Turizm tedbirleri: Kızgın demire düşen damla…
Başbakan Prof. Dr. Ahmet Davutoğlu, önceki gün yanına aldığı 4 bakanı ve önemli sektör temsilcileri ile turizme ilişkin bazı tedbirleri kamuoyuna açıkladı.
Bu tedbirlerin alınma nedeni, özellikle Rusya ile yaşanan sorunlar nedeniyle daha da kristalize olan turizmdeki krizin aşılabilmesiydi. Gerçekten de Rus uçağının düşürülmesiyle turizm de adeta yere çakılmıştı.
Öte yandan ülkede yaşanan terör belası da ülkeye turist getiren yabancı tur operatörleri gibi sektör oyuncularını tedirgin etmişti ve buna bağlı olarak Türkiye destinasyonundan vaz geçmişlerdi. Özellikle Avrupa Birliği bölgesinden gelen turist sayısında da azalma olmuştu.

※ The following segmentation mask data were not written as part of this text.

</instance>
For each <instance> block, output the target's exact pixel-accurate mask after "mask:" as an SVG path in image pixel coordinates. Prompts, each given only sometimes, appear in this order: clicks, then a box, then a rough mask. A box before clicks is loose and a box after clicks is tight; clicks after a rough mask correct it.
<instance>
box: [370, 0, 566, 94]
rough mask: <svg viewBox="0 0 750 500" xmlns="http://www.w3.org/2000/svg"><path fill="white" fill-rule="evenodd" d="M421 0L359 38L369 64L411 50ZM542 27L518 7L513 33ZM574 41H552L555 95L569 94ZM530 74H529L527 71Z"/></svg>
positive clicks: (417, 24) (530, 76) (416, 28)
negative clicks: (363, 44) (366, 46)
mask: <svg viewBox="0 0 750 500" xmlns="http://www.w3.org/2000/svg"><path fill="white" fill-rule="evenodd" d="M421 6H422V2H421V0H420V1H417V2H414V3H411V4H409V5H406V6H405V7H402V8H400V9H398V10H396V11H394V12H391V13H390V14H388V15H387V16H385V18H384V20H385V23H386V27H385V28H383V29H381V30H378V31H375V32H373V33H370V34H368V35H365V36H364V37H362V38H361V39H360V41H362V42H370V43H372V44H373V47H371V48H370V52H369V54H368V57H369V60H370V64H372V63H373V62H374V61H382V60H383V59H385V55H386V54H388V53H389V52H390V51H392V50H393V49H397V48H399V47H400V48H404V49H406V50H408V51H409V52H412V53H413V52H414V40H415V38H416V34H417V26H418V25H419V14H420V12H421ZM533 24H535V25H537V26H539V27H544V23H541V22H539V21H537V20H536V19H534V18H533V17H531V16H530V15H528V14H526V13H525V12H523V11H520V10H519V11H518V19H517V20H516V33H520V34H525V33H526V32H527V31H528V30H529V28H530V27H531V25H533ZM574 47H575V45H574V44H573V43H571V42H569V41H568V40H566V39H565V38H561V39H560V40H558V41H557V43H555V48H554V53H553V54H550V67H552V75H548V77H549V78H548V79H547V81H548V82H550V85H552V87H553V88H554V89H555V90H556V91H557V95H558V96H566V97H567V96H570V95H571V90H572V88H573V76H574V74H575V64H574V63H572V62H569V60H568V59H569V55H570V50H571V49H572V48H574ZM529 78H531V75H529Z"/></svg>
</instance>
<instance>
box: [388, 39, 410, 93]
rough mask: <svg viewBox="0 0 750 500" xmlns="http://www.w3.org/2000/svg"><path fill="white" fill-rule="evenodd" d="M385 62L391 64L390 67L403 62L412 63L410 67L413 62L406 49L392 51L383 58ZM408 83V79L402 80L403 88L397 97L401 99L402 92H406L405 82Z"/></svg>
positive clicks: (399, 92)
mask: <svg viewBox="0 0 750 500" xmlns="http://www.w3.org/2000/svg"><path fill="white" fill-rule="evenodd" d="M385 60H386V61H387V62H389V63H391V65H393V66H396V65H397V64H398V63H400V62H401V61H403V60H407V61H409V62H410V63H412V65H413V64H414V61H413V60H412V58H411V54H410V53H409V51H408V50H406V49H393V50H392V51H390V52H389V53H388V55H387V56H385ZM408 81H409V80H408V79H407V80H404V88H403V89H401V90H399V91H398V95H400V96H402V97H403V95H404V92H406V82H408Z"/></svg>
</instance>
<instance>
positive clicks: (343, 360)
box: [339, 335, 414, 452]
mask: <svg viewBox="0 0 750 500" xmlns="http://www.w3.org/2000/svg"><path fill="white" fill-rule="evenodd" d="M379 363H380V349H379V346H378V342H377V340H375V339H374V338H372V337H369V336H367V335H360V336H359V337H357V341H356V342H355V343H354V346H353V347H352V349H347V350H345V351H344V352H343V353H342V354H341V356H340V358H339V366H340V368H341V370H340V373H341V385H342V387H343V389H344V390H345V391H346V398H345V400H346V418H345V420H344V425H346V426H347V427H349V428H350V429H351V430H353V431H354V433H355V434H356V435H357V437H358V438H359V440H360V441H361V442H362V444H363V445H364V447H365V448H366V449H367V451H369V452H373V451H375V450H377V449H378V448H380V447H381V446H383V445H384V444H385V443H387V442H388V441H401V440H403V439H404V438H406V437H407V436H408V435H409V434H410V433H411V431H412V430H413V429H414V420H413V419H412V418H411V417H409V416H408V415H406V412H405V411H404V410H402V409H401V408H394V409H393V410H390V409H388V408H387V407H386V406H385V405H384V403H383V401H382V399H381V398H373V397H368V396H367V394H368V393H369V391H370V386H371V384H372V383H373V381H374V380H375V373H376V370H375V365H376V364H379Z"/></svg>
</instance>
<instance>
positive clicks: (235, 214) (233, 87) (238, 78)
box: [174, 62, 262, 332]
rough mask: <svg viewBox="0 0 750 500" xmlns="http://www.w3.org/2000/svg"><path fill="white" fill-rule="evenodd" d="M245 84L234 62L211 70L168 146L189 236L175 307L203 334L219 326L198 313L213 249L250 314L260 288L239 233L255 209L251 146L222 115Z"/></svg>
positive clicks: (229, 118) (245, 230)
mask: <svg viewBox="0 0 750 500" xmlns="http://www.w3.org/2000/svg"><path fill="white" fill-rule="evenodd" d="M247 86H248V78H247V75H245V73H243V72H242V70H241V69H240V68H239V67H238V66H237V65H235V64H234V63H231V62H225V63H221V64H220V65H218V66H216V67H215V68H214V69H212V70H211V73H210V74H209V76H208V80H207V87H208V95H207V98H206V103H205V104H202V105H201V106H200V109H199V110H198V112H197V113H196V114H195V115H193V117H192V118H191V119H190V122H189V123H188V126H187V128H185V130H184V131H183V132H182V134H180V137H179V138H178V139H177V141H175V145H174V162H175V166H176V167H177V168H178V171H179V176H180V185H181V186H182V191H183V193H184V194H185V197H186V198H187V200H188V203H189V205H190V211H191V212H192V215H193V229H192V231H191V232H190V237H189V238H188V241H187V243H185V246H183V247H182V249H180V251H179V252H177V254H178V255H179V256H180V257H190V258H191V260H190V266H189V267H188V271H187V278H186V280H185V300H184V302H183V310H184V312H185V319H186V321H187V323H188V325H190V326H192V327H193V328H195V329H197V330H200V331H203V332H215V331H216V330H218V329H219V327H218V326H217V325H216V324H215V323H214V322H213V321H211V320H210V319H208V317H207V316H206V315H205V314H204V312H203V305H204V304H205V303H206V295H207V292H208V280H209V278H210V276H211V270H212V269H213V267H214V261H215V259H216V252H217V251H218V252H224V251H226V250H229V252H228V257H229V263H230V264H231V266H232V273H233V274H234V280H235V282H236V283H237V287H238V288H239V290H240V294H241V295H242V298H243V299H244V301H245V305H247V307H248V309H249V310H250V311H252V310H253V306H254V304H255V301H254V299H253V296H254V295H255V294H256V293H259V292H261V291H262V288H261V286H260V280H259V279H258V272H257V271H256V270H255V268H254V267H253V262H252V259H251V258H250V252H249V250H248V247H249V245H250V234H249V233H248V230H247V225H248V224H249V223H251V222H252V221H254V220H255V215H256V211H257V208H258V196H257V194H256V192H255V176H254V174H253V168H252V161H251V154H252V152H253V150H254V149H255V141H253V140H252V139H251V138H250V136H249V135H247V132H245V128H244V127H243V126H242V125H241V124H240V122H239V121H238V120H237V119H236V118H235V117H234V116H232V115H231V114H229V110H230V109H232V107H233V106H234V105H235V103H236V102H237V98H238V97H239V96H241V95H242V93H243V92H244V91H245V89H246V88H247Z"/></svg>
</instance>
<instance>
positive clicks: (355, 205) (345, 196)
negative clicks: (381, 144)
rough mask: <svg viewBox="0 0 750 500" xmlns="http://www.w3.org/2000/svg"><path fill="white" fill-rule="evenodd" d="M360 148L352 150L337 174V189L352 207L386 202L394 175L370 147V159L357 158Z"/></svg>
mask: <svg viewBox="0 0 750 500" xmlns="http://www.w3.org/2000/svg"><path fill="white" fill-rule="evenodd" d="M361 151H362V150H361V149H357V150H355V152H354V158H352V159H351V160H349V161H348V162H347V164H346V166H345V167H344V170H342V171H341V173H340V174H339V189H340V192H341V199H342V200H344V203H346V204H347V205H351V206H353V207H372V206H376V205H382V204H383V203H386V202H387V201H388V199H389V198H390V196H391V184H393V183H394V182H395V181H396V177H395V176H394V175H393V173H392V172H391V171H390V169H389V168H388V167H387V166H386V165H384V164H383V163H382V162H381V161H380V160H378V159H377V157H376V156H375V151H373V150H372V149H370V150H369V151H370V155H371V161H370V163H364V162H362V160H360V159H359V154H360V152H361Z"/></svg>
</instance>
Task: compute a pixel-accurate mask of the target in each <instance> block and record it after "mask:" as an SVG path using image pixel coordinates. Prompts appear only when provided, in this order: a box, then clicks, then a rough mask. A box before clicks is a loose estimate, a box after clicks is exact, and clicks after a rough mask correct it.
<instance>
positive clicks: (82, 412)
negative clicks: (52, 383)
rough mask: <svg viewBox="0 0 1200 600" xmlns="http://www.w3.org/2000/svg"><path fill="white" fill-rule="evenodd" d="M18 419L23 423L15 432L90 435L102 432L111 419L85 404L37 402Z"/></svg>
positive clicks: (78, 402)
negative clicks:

Sektörde otel satışları, el değiştirmeler, tam veya kısmi kapatmalar, gündeme gelince konu artık kronik hal almıştı.
Bunun üzerine Başbakan Davutoğlu inisiyatif aldı ve bazı tedbirleri gündeme getirerek uygulamaya koymaya karar verdi.
Bu tedbirler 9 madde halinde sıralandı.
Tekrar hatırlayalım…
1. madde: Tüm dünyadan Türkiye’ye turist getiren A grubu seyahat acentalarına uçuş başına destek verilmesi ile ilgili karar çıktı. 1 Nisan-31 Mayıs 2016 tarihleri arasında, tüm ülkelerden turist getiren A grubu seyahat acentelerine uçuş başı 6 bin dolar destek verilecek.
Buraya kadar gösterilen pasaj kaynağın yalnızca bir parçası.